2008年末、自信を持って臨んだオーディションに、見事合格。しばらくして、主催の怪談社から「4月にあるライブに出ないか?」とオファーを受けた。断る理由はない。

「実話怪談コンテスト【超-1】」にも、もう一度参加することを決めていた宇津呂さんは、ここからなにかにとり憑かれたかのように、怒涛どとうの勢いで怖い話の収集を始めた。なりふり構わないその姿はまるで、怪しげなビジネスに手を染めたようだ。

「小中高大学までの名簿を見て、全員に電話をかけました。久しぶり、これこれこういう事情で怖い話を集めてて、なんかそういう体験ない? って。事情は正直に話しましたけど、やっていることはねずみ講の勧誘みたいなもんです(笑)。でも、なかには面白い話を聞かせてくれたり、知り合いを紹介してくれたりした人もいました」

2009年4月19日、36歳で怪談師デビュー。初舞台は、散々だった。

「お客さんは50人ぐらいいました。もう思い出したくもないですね、舞い上がってしまって。後から振り返ったら恥ずかしいことばっかりしてて、あちゃーですよ」

本人としては納得いかない出来だったが、その姿からなにかを感じた人たちもいたようだ。同じ舞台に立った落語家で、毎月奈良で怪談ライブをしている笑福亭純瓶さんからは、「うちにも来て」と誘いを受けた。さらに当日、観客としてきていた京都の怪談師、雲谷斎さんとも知り合い、「うちにも出て」と声をかけられた。
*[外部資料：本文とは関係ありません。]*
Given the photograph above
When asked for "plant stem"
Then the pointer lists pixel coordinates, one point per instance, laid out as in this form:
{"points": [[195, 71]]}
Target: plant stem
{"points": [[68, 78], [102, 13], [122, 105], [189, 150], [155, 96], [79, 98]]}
こうして怪談社、笑福亭純瓶さん、雲谷斎さんの舞台に呼ばれるようになり、宇津呂さんは怪談師としてのキャリアを歩み始めた。

店先に置かれた怪談売買所の説明文。
筆者撮影
店先に置かれた怪談売買所の説明文。

「怖い経験、ありませんか?」と声をかけ続ける

怪談師デビューの同年、「実話怪談コンテスト【超-1】」に再び入選し、傑作選に収録。しかし、大好きな怪談の世界にどっぷりと浸かって幸せいっぱい……とはいかなかった。怪談ライブはコアなファンが多いので、何度も同じネタを使いまわすわけにはいかない。どんどん新しいネタを仕入れないと、追いつかない。

すでに家族、親せき、友人からひと通り話を聞いていた宇津呂さんは、大胆な行動に出た。名刺を作り、自身の作品が掲載された『恐怖箱 超1-怪コレクション 彼岸花』を持ち歩きながら、道行く人に声をかけ始めたのだ。

名刺を渡し、本を見せて自己紹介して、「なにか怖い体験、ありませんか?」。当然のように大半の人に眉を顰められ、イヤな顔をされる。しかし、新人怪談師も必死だ。公園でのんびりしている人、土手を散策している人、銭湯でくつろいでいる人などあらゆる人に話しかけた。

宇津呂さんの「怪談売買所」
筆者撮影
宇津呂さんの「怪談売買所」。2013年から10年続き、買い取った怪談は700を超える。